Symbolic AI (GOFAI)

Symbolic AI is the approach to artificial intelligence that represents knowledge as explicit symbols, such as words, facts, and rules, and treats intelligent behavior as the manipulation of those symbols. It is sometimes called GOFAI, for “Good Old-Fashioned AI,” to distinguish it from the data-driven, neural-network methods that dominate today. In symbolic AI, a programmer or expert encodes what the system knows, and the system reasons by applying logical rules and searching through possible combinations of symbols to reach a conclusion.

The clearest statement of this philosophy is the physical symbol system hypothesis, set out by Allen Newell and Herbert Simon in their 1975 ACM Turing Award lecture, “Computer Science as Empirical Inquiry: Symbols and Search,” published in 1976. They proposed that “a physical symbol system has the necessary and sufficient means for general intelligent action,” meaning that the right arrangement of symbols and rules for manipulating them is, in principle, all that intelligence requires. They paired this with the idea that solving problems amounts to searching through symbol structures for a solution.

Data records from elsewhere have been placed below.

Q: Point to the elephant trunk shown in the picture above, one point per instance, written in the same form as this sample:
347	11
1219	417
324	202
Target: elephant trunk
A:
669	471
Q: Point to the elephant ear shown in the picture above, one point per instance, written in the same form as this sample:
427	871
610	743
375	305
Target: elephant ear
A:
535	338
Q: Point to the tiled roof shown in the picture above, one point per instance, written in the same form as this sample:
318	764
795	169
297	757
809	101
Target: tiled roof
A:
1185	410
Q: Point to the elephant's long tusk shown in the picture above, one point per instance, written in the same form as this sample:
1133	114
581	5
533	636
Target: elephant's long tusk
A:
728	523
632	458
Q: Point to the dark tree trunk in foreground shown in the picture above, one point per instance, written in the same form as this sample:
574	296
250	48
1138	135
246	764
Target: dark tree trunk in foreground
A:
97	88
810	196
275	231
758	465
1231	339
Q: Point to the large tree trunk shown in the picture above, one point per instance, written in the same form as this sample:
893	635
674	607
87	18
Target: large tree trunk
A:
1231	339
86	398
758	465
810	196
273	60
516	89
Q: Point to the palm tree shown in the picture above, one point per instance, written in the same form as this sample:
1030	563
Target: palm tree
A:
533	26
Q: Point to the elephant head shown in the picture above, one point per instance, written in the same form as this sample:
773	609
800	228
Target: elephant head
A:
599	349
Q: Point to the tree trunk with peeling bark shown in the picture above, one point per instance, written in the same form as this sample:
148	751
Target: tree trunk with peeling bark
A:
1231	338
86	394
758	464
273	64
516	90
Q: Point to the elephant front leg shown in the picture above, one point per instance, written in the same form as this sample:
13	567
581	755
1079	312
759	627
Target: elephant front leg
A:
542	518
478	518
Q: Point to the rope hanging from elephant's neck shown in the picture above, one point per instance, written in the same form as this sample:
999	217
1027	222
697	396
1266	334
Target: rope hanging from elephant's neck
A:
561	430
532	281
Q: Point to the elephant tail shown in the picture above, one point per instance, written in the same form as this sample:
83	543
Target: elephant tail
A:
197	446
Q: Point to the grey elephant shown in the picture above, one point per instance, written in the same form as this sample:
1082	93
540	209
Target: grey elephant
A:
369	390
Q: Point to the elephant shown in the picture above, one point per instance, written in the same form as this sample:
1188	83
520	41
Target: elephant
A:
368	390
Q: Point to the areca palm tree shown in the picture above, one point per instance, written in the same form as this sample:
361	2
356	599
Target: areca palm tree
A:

This view powered most of AI’s first three decades, from the Logic Theorist and SHRDLU to the expert systems and the Japanese Fifth Generation project. Its strength is transparency: because knowledge is written out explicitly, you can inspect and explain the system’s reasoning. Its weakness is brittleness and the labor of hand-coding knowledge, which is why symbolic systems struggled with the messy, ambiguous real world and were eventually overtaken by learning-based methods.

Why business readers should care: most of today’s excitement is about neural networks and large language models, but symbolic AI is making a quiet comeback in “neuro-symbolic” systems that combine learned pattern recognition with explicit rules and logic. Understanding the symbolic tradition explains both where AI came from and why explainability and rules still matter in high-stakes applications.